Absurd theatricality has always been a staple of geek rock. Peter Gabriel's fox-head costumes and songs about talking lawn mowers, all conceived with little or no help from the psychedelic drugs of the day, made Genesis a geek-rock staple in the 1970s. The mysterious, long-running Residents hid their identities behind giant eyeball masks as they dissected rock 'n' roll history like a flayed frog.
The two Johns of They Might Be Giants, the nearly 30-year-old accordion-and-humor-based duo, have often cited their affection for the Residents. TMBG earned their geek-rock stripes early on with songs that celebrated book-learning and word games ('I Palindrome I'), and their science-y songwriting style has since made them favorites on the kid-rock circuit.

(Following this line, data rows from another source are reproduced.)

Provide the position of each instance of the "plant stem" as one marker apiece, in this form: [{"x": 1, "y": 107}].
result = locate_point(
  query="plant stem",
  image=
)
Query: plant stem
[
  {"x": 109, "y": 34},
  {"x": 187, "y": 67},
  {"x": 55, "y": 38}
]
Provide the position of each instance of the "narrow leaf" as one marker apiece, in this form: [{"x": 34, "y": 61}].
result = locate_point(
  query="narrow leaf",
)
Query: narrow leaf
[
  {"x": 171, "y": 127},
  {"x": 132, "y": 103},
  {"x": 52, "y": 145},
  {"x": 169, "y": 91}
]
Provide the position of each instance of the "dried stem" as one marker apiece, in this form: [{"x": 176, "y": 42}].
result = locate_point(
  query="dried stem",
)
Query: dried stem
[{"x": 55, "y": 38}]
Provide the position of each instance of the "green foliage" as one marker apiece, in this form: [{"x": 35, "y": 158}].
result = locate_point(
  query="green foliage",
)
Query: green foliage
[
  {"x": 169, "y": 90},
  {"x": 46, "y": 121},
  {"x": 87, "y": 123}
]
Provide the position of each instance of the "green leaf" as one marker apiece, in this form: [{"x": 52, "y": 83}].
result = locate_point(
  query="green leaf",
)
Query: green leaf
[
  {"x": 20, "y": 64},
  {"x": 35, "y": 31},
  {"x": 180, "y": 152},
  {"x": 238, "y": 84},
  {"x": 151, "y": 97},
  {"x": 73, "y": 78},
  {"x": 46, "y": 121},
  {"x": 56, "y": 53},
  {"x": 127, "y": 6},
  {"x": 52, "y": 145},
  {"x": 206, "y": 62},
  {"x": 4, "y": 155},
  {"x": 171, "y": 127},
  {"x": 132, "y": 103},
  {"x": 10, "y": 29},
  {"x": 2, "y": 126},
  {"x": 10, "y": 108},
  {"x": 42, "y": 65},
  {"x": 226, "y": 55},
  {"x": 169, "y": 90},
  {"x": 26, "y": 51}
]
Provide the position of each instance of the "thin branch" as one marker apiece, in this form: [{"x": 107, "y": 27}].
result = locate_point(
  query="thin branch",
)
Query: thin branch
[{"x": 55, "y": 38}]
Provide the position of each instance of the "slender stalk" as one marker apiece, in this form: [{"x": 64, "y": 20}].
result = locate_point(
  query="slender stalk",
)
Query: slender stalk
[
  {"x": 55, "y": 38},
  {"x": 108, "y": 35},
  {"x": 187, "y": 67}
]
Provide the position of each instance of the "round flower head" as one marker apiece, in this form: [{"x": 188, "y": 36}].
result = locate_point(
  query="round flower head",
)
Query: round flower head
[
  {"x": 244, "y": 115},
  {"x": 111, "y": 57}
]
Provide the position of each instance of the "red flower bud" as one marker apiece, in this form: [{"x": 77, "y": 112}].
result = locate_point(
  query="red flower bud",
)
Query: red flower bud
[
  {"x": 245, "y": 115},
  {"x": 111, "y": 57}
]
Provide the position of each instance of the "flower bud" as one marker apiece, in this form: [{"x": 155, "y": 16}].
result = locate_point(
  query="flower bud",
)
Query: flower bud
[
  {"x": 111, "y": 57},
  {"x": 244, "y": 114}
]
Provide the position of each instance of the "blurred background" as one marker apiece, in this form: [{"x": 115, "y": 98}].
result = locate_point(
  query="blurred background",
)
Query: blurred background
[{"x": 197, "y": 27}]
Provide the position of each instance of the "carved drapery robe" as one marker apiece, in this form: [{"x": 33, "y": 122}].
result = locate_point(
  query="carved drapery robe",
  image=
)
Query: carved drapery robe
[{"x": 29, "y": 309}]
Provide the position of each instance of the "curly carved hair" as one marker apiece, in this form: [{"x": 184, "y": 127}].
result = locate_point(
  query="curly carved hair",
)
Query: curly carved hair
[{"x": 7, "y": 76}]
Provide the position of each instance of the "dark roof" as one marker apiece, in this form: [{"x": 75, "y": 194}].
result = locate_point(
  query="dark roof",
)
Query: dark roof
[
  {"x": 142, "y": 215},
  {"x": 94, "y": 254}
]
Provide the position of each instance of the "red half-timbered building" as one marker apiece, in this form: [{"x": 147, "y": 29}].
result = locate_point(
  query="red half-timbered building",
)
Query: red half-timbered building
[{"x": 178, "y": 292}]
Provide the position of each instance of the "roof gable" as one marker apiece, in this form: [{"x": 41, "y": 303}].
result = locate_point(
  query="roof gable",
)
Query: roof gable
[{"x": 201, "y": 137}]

Like They Might Be Giants, many geek-rockers are noted for the Professor Frink quality of their singing voices. When the B-52s' Fred Schneider first flaunted his essential nerdiness on 'Rock Lobster,' the band's goofy party vibe helped inspire the closeted geek John Lennon to make a comeback after years as a stay-at-home dad. Jello Biafra, the sarcastic autodidact who skewered middle-class concerns and ran for mayor of San Francisco as the Dead Kennedys' frontman, brought punk's inherent geekiness front and center. The Smiths' Morrissey, the Violent Femmes' Gordon Gano and the Smoking Popes' Josh Caterer have all flown their geek flags high.
At the height of punk provocation, Talking Heads stood out for combining David Byrne's comically well-mannered singing style with a defiantly preppy image. The underrated Feelies likewise helped usher in the seemingly oxymoronic era of "college rock." Meanwhile, Elvis Costello was playing up his own knock-kneed Buddy Holly appearance. A more recent generation has its own representative dweebs in Weezer, whose breakthrough was due in part (fittingly?) to a song called 'Buddy Holly.'
To repeat: It's not the thick glasses that make the geek. It's the excitability.
And if it's not exciting, it ain't rock 'n' roll.